The Cabinet Office has launched an innovative project to reduce the amount of paperwork and administration costs that government regulations impose on businesses and charities. This cross-government drive was recommended by the review, led by Philip Hampton the Chairman of Sainsbury plc, which was given the remit to identify how regulatory services bureaucracy can be cut without affecting the standard of protection. Another recommendation from the Hampton Review to move regulation, including trading standards and environmental health, from town halls to Whitehall with the establishment of a central, national agency, is not being pursued.The aim of the project is to measure the cost of regulation and then to set targets for reducing the burden. Costs will be measured by the Standard Cost Model, which was first used by the Dutch government. The measurement exercise outcome will be a baseline cost of the administrative burden that is placed on UK businesses, charities and voluntary organisations by regulation. The exercise will involve detailed measurement of the administrative burden of regulation through extensive interviews with individual businesses, charities and voluntary organisations between November and December this year. The data will be compiled to deliver a baseline that can be used as the basis to set targets for reducing the regulation burden.

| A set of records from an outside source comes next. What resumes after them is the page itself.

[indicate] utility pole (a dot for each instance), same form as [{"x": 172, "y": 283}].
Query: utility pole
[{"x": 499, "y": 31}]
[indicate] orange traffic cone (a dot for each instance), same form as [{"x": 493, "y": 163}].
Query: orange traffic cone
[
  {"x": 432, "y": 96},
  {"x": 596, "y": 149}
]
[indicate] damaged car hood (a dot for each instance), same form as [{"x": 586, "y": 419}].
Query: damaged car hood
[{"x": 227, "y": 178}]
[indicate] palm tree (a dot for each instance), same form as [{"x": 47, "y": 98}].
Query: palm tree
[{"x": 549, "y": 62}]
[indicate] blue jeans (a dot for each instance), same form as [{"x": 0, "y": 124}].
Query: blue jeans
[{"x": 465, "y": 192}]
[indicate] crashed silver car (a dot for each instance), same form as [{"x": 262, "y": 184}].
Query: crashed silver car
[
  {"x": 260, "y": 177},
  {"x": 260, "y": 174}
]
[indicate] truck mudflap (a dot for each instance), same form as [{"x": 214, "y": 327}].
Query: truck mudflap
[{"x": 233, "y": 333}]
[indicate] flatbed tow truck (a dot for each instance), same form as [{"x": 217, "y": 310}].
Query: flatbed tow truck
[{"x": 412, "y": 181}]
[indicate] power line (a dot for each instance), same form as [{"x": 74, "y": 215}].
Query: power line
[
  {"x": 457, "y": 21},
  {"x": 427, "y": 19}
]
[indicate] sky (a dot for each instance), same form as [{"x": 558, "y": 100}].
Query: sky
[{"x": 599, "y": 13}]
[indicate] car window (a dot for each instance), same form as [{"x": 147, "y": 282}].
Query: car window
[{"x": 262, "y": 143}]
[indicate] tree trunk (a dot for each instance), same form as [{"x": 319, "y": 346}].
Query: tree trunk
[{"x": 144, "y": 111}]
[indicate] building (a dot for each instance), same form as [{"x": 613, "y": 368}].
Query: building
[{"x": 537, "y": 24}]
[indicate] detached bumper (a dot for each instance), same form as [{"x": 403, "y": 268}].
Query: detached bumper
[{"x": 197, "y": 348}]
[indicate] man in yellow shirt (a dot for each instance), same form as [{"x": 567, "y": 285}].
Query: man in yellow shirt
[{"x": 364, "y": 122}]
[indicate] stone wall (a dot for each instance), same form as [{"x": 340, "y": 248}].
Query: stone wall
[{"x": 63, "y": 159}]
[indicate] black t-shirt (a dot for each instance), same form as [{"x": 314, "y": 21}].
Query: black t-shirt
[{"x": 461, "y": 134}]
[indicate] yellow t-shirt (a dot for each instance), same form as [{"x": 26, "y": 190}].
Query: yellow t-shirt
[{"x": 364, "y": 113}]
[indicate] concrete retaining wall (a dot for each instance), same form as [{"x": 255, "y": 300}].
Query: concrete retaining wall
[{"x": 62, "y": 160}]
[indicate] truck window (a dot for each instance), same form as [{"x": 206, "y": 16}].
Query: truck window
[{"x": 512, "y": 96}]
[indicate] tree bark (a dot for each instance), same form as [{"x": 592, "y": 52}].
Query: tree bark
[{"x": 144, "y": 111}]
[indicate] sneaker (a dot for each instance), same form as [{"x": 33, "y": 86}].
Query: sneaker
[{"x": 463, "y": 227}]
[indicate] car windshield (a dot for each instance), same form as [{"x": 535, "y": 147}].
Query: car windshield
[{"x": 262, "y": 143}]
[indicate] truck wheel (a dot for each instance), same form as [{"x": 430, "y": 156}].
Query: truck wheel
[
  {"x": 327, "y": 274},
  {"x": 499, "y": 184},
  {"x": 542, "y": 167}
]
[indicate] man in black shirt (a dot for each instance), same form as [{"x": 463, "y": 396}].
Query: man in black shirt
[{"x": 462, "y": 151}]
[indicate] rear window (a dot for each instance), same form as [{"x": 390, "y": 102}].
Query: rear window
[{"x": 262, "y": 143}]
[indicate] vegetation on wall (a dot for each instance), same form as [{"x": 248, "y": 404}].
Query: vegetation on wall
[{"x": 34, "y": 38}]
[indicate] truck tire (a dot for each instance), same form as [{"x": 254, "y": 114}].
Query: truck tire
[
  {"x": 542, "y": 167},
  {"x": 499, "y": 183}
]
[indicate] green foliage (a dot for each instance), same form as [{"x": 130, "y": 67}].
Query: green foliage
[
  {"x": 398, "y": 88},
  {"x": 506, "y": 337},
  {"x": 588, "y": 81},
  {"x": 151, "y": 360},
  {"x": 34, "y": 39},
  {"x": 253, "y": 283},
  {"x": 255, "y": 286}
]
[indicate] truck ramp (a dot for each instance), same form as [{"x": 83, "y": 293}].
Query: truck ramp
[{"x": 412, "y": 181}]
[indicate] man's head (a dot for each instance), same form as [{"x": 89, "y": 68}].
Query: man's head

PricewaterhouseCoopers (PwC) has been awarded a contract worth 11.4million pounds. to conduct the regulation measurement exercise across government. A parallel exercise is being conducted by HMRC who announced that they have appointed KPMG to focus on the tax and duty system.
A new website http://www.betterregulation.gov.uk/ . has been launched to allow people to get their views across. The one-stop online portal provides a way for businesses to challenge government to simplify or scrap particular regulations they think are too burdensome. A response will be given to proposals within 90 days.